The University of California has been living on a starvation diet for a long time. For the past 18 years, state support for the campuses has dropped 40% and now Governor Arnold Schwarzenegger has proposed draconian mid-year cuts.
In an article in the San Francisco Chronicle today, Stanton Glantz, a prominent UC professor, had this to say:
I think what you’re seeing is the destruction of the University of California as an institution. I really think there needs to be a serious debate in California; Does the state want to have a public university system or not?
The bleak news from California triggered a lot of discussion this past week on the list serve of the National Association of College Admissions Counseling. Some high school counselors on the East Coast wanted to know how the UC financial crisis would impact out-of-state applicants.
I was surprised by the question because it’s not often that people want to rush into a burning building.
Sure UC Berkeley enjoys a great reputation and national ranking. So does UCLA, but shouldn’t these teenagers be asking themselves if they want to go to these schools? I don’t think they are asking the question because they are blinded by reputations that may no longer be deserved.
These schools are not cheap for outsiders. For out-of-staters, UC schools will cost more than $41,000 a year. Despite the price tag, there is a good chance these kids won’t graduate in four years — the UC campuses are too jammed with kids.
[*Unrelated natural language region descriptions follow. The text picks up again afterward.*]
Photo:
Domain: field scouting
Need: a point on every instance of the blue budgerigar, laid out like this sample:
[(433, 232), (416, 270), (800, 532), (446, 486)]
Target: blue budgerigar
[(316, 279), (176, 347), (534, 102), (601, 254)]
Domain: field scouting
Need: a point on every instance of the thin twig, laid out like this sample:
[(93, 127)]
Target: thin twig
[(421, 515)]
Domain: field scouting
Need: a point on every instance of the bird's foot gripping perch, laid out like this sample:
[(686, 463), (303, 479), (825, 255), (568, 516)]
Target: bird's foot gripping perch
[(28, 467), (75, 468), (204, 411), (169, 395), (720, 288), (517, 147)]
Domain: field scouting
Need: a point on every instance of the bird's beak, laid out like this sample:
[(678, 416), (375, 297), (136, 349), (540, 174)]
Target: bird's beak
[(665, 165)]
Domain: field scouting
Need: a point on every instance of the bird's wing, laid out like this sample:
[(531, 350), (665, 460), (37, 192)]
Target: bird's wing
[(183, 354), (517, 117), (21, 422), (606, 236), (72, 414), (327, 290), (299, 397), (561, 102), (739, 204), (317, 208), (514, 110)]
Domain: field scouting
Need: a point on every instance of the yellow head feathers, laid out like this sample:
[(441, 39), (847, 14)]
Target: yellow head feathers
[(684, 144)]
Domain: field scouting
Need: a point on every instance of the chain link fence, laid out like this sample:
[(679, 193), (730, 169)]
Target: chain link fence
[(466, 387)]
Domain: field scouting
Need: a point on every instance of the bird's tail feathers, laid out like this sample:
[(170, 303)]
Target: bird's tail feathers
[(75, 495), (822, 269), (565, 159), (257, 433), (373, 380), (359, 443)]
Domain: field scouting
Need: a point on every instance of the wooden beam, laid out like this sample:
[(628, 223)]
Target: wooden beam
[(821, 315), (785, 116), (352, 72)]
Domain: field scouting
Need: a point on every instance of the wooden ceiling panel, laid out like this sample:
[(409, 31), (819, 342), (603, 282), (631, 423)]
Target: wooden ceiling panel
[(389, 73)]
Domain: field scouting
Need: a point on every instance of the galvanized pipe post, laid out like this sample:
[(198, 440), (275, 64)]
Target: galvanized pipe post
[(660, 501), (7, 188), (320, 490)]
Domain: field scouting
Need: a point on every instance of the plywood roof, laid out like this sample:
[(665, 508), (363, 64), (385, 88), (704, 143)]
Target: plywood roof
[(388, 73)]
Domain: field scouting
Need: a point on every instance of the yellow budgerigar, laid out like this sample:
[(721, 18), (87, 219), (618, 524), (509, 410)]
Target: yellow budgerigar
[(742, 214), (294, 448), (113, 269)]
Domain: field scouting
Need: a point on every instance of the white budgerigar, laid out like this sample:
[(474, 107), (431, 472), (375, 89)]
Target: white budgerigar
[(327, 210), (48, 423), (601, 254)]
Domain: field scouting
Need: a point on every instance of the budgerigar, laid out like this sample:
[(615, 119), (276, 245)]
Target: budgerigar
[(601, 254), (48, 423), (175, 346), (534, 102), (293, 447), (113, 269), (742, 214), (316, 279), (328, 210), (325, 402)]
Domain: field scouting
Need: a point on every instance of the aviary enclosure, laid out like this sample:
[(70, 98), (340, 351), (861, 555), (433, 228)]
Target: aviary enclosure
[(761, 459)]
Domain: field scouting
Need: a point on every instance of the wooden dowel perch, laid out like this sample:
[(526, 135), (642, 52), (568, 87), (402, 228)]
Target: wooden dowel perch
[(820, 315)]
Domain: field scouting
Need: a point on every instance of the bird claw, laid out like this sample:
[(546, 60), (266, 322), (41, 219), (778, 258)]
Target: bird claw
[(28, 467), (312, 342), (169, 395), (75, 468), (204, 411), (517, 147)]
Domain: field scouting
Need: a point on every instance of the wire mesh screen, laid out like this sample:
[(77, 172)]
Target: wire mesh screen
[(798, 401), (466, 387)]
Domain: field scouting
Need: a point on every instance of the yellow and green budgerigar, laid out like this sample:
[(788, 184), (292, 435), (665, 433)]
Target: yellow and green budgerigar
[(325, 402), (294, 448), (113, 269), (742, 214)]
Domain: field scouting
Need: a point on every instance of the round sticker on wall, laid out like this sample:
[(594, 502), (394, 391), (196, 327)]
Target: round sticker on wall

In a recent post I mentioned my conversation with a UCLA professor who said the university has run out of large lecture halls to fit undergraduates. Someone who attended UC Berkeley recently swears that some classrooms have 1,000 seats. And she says that wasn’t enough so the school mounted televisions in the corridors.
Is anybody else appalled by this?
I guess what I’d tell the kids eager to attend UCLA or UC Berkeley or any other state university in California, be careful what you wish for.